|: Understanding and using the Network Time Protocol (A first try on a non-technical Mini-HOWTO and FAQ on NTP)|
Note: XXX Note from the editor: This part is still incomplete!
Computers are good in adding bits. Therefore time is stored in a number of bits, and adding to these bits makes the time go on. The meaning of the value "zero" has to be defined separately (Usually this is called the epoch).
Using more bits can widen the range of the time value, or it can increase the resolution of the stored time.
Example 2. Range and Resolution
Assume we use 8 bits to store a time stamp. There can be 256 different values then. If we choose to store seconds, our resolution is one second, and the range is from 0 to 255 seconds. If we prefer to store the time in minutes, we can store up to 255 minutes there.
With 64 bits you could have nanosecond resolution while still having a range significantly longer than your life.
As seen before, the number of bits together with a definition of resolution and epoch are used to store time stamps. For a real clock, time must advance automatically.
Obviously a defined resolution of nanoseconds is useless if the value is updated once per minute. If you are still not convinced, consider reading such a clock three times a minute, and compare the time you would get.
So we want a frequent update of the time bits. In most cases such an update is done in an interrupt service routine, and the interrupt is triggered by a programmable timer chip. Unfortunately updating the clock bits compared to generating a timer interrupt is slow (After all, most processors have other work to do as well). Popular values for the interrupt frequency are 18.2, 50, 60, and 100Hz. DEC Alpha machines typically use 1024Hz.
Because of the speed requirement, most time bits use a linear time scale like seconds (instead of dealing with seconds, minutes, hours, days, etc.). Only if a human is in need of the current time, the time stamp is read and converted.
In theory the mathematics to update the clock are easy: If you have two interrupts per hour, just add 30 minutes every interrupt; if you have 100 interrupts per second, simply add 10ms per interrupt. In the popular UNIX clock model the units in the time bits are microseconds, and the increase per interrupt is "1000000 / HZ" ("HZ" is the interrupt frequency). The value added every timer interrupt is frequently referred to as tick.
When discussing clocks, the following quality factors are quite helpful:
The smallest possible increase of time the clock model allows is called resolution. If your clock increments its value only once per second, your resolution is also one second.
A high resolution does not help you anything if you can't read the clock. Therefore the smallest possible increase of time that can be experienced by a program is called precision.

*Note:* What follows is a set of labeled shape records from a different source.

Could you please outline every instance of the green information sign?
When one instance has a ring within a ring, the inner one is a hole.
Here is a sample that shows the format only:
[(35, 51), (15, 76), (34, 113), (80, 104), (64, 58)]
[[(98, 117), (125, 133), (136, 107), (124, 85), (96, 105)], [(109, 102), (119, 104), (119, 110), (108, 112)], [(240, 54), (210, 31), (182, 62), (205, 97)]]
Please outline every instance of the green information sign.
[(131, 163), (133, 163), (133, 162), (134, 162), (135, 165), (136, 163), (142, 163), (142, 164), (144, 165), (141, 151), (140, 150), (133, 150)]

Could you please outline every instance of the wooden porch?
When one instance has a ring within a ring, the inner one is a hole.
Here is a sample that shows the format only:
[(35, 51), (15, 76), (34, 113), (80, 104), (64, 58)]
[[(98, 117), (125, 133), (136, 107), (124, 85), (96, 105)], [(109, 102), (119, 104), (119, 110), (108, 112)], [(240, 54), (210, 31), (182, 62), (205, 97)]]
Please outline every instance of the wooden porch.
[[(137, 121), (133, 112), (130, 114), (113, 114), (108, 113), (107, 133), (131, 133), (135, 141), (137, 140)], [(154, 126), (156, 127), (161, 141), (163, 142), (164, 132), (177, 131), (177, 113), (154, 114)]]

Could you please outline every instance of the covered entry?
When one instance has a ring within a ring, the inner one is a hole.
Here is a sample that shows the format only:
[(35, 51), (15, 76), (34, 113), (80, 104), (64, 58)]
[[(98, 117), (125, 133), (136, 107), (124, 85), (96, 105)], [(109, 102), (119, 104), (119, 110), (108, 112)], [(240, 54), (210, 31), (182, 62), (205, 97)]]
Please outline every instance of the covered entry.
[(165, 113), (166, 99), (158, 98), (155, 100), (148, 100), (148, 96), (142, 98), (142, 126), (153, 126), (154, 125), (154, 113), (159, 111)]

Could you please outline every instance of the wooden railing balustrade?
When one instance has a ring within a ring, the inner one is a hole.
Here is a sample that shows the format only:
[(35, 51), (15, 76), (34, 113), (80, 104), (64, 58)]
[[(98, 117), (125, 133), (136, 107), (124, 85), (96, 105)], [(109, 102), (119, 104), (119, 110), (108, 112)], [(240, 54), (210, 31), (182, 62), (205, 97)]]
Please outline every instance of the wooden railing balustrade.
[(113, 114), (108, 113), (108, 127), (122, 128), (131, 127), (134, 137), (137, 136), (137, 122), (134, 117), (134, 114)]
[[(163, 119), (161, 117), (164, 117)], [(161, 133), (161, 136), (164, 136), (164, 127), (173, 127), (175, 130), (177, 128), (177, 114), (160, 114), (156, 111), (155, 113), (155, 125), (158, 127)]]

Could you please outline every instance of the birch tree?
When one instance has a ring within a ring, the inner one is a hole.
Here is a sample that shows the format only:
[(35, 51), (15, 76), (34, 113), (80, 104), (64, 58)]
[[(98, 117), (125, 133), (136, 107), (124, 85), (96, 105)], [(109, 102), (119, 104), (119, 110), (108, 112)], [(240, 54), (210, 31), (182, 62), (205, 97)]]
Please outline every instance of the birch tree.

In NTP precision is determined automatically, and it is measured as a power of two. For example when ntpq -c rl prints precision=-16, the precision is about 15 microseconds.
If you like formal definitions, consider this one: "Precision is the random uncertainty of a measured value, expressed by the standard deviation or by a multiple of the standard deviation."
When repeatedly reading the time, the difference may vary almost randomly. The difference of these differences (second derivation) is called jitter.
A clock not only needs to be read, it must be set, too. The accuracy determines how close the clock is to an official time reference like UTC.
Again, if you prefer a formal definition: "Accuracy is the closeness of the agreement between the result of a measurement and a true value of the measurand."
Unfortunately all the common clock hardware is not very accurate. This is simply because the frequency that makes time increase is never exactly right. Even an error of only 0.001% would make a clock be off by almost one second per day. This is also a reason why discussing clock problems uses very fine measures: One PPM (Part Per Million) is 0.0001% (1E-6).
Real clocks have a frequency error of several PPM quite frequently. Some of the best clocks available still have errors of about 1E-8 PPM (For one of the clocks that is behind the German DCF77 the stability is told to be 1.5 ns/day (1.7E-8 PPM). See http://www.ptb.de/english/org/4/43/432/real.htm).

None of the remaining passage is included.